Learning Connoisseurship through the Eyes of Qianlong Emperor – Exhibition Visit of The Young Connoisseur Club, SPKC


Around 20 Young Connoisseurs from Stewards Pooi Kei College visited the exhibition ‘Heavenly Crafted: Selected Mughal Jades from The Palace Museum’ with four teachers at The Chinese University of Hong Kong on 22nd January, 2016. The students were wowed by the exquisite Hindustan jades.
Jade had long been a high art in China before it captured the Indian royalties’ interest in the 17th century, but the Indian craftsmanship quickly excelled the Chinese. When these Islamic jades came to the Qing court as tributes, Qianlong liked them so much that he composed almost sixty poems for them, and ordered them to be carved on the jades.

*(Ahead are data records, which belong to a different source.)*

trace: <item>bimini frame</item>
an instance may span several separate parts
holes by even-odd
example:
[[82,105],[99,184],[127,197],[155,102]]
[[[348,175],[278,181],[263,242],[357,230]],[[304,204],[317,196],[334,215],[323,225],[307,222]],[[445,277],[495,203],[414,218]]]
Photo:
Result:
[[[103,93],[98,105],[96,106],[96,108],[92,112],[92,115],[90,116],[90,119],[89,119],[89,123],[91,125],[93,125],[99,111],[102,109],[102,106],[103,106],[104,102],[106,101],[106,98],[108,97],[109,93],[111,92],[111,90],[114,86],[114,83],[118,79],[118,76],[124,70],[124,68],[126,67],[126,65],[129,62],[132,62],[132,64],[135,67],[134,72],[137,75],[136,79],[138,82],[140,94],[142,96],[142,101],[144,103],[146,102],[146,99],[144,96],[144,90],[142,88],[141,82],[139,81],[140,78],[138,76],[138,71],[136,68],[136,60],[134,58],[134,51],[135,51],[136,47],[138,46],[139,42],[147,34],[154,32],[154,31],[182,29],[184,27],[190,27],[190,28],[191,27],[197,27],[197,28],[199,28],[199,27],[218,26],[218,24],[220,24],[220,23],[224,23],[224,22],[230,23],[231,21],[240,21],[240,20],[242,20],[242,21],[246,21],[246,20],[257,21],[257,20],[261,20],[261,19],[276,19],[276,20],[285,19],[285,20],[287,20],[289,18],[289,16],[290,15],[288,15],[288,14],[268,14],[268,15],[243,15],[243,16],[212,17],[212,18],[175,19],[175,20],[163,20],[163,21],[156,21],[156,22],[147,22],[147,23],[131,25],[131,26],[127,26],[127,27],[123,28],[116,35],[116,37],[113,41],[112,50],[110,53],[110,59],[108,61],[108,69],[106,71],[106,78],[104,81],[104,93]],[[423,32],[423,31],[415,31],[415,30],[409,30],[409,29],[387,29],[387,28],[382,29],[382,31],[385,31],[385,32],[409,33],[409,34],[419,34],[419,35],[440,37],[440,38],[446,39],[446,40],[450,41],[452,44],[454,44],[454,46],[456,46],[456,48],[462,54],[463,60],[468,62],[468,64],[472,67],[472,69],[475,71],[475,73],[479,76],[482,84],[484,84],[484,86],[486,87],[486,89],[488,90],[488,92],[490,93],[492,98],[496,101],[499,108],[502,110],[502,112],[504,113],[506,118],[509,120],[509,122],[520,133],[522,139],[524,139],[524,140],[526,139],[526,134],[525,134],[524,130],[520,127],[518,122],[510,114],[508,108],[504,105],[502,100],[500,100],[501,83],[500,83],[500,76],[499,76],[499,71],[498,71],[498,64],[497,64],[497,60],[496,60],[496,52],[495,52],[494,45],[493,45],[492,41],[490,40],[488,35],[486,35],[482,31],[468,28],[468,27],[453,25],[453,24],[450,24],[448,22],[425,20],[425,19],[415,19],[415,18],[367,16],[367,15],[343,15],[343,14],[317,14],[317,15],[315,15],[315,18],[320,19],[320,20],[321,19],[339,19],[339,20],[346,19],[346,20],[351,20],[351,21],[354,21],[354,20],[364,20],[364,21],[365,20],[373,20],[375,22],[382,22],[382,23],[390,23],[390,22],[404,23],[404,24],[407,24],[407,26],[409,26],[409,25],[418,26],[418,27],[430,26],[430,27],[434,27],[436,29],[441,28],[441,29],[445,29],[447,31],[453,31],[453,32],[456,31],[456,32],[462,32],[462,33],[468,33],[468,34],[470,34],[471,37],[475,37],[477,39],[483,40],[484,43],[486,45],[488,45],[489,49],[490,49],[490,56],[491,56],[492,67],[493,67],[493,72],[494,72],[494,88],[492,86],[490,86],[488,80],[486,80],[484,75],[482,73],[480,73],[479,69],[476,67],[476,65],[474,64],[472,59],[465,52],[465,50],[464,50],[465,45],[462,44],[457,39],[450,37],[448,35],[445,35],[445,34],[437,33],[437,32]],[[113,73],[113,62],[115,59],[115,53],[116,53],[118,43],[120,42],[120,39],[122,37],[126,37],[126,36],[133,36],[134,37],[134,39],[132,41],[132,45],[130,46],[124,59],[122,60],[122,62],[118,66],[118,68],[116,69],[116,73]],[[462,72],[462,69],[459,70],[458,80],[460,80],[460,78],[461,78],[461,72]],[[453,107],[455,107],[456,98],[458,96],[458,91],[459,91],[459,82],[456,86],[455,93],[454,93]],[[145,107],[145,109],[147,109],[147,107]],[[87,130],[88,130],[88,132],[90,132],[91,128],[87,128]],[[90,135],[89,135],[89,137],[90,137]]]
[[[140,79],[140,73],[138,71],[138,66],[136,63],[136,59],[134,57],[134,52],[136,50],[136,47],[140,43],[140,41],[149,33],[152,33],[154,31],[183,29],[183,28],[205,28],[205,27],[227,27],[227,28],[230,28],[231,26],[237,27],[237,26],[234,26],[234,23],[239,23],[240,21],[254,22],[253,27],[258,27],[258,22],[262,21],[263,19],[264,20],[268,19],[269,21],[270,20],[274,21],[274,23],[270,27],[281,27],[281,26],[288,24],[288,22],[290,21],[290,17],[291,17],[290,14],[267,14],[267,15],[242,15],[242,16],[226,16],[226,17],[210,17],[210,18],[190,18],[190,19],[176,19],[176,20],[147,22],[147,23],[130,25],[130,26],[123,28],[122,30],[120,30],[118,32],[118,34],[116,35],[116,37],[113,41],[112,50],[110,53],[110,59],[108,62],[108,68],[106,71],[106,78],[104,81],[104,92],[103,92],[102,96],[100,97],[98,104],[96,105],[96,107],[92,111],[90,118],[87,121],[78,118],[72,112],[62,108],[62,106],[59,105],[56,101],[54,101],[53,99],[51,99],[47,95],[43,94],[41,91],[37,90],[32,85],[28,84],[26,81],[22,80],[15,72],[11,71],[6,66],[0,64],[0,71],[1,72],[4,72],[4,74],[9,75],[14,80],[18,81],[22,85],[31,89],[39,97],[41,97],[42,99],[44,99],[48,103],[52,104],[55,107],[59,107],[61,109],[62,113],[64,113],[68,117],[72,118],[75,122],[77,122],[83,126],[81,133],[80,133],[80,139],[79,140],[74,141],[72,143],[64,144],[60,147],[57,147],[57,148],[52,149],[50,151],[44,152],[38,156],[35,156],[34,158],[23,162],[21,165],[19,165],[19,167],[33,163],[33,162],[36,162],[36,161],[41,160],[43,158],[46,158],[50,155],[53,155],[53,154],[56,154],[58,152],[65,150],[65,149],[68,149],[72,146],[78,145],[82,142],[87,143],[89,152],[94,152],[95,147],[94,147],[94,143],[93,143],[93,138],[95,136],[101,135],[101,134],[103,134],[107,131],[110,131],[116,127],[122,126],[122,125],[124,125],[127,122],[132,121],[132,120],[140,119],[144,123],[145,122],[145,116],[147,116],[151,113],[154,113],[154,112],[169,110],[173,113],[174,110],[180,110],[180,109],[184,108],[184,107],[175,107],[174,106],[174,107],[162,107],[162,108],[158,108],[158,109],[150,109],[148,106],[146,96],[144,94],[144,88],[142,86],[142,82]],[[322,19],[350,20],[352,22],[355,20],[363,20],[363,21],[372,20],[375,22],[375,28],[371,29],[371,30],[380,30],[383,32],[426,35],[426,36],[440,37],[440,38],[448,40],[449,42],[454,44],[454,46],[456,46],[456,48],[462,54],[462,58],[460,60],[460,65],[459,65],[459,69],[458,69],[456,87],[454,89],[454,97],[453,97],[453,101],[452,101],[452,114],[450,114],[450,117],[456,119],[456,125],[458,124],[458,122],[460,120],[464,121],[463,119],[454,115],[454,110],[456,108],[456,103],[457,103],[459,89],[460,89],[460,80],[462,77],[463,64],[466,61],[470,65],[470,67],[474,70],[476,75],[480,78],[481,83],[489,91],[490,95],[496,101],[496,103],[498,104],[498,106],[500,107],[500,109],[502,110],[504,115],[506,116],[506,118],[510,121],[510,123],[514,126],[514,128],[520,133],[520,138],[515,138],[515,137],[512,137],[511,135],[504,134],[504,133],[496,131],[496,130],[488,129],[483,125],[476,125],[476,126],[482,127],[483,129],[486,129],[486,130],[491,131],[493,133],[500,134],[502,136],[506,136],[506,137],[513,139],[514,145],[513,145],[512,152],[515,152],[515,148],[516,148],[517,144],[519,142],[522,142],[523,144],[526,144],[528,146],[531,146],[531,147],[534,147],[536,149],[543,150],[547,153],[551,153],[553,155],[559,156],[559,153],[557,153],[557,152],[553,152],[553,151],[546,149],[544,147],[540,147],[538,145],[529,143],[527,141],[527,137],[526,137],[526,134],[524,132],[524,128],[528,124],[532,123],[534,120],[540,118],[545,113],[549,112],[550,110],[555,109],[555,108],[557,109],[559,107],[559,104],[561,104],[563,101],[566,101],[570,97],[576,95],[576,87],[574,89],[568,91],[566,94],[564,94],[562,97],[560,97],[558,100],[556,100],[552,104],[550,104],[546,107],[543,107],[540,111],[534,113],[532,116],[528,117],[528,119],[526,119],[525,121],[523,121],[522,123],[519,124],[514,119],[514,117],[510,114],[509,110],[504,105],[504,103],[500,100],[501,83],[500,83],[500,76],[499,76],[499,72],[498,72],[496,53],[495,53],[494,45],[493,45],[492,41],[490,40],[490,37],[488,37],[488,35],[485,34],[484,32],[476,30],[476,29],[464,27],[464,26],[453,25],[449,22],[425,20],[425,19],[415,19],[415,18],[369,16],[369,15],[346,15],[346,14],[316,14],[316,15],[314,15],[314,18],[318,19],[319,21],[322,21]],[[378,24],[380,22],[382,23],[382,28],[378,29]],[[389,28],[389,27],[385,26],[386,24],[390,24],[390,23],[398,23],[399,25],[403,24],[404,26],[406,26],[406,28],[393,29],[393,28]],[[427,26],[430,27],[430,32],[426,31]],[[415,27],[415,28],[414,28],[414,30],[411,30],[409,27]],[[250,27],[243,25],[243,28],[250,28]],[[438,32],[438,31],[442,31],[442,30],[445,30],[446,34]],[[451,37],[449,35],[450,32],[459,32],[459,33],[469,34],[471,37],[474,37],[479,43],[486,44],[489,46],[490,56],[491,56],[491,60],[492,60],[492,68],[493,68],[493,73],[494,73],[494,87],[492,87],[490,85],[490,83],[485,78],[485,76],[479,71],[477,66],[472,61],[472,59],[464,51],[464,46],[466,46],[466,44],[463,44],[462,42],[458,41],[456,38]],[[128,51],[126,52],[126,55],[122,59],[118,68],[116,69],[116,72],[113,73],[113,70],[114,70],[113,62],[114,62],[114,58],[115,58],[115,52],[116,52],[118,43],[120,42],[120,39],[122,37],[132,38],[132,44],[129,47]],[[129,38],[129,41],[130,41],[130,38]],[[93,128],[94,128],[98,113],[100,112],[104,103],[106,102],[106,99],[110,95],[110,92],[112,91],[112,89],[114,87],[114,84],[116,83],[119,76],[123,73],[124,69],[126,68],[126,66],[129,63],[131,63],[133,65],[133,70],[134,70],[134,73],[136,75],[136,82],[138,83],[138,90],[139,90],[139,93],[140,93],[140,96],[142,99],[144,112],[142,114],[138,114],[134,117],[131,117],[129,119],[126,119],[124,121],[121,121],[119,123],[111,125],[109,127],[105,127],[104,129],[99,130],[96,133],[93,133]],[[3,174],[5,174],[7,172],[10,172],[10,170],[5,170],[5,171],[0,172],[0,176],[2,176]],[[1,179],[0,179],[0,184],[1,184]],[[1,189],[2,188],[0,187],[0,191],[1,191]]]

Before the visit, The Young Connoisseurs studied the background briefly and read about the Qianlong jade collection in National Palace Museum, Taipei. During the visit, they tried to tell which ones are the real Hindustan ones, and which ones are the Chinese copies before looking at the labels. The club members noticed that the shape and design of few exhibits can also be found in the Taipei museum. It is a rare chance for Hongkongers to view the Qianlong collection from Beijing, which has not been published or systematically studied before to the general public.
Teacher Advisor: Ms. Helen Ho, The Young Connoisseur Club, Stewards Pooi Kei College
S3 students are taken away by the beauty of a kendi (India, 18th-19th century). Is it the design, the jade body, or the jewel inlay that captures their heart?
S1 connoisseur (Horace Lee) is scrutinizing the Chinese jade buckles (China, 18th-19th century)
Our NET, Mr. Karl Suriya, and 1 Love student (Samantha Chim) are taking a photo with a dodecagon openwork jade bowl from India (late 18th to early 19th century).
Everyone is listening attentively to the presenter at the gallery walk.
Students learn about the design of work across the media of jade, silver and ceramics throughout the history of Central Asia and China in the exhibition.
Our vice-chairlady (5 Joy, Tracy Suen) (in the middle), is enjoying her time with two other S1 connoisseurs while looking at the exquisite jade works with floral design, bud-shaped handles (India, 17th to early 18th century). We learn from the exhibition that the gold lid with openwork carving of dragons was added later, during the Qing dynasty, and the piece (on the left) was probably used as an incense burner in the Qing palace.
This is the star piece of the exhibition: a one-handled jug inlaid with gold and precious stones (India, 18th century). The Young Connoisseurs are wowed by its beauty and workmanship.
Cheers from The Young Connoisseurs! We would like to thank Friends of the Art Museum The Chinese University of Hong Kong Ltd. for their assistance in the arrangement of this visit.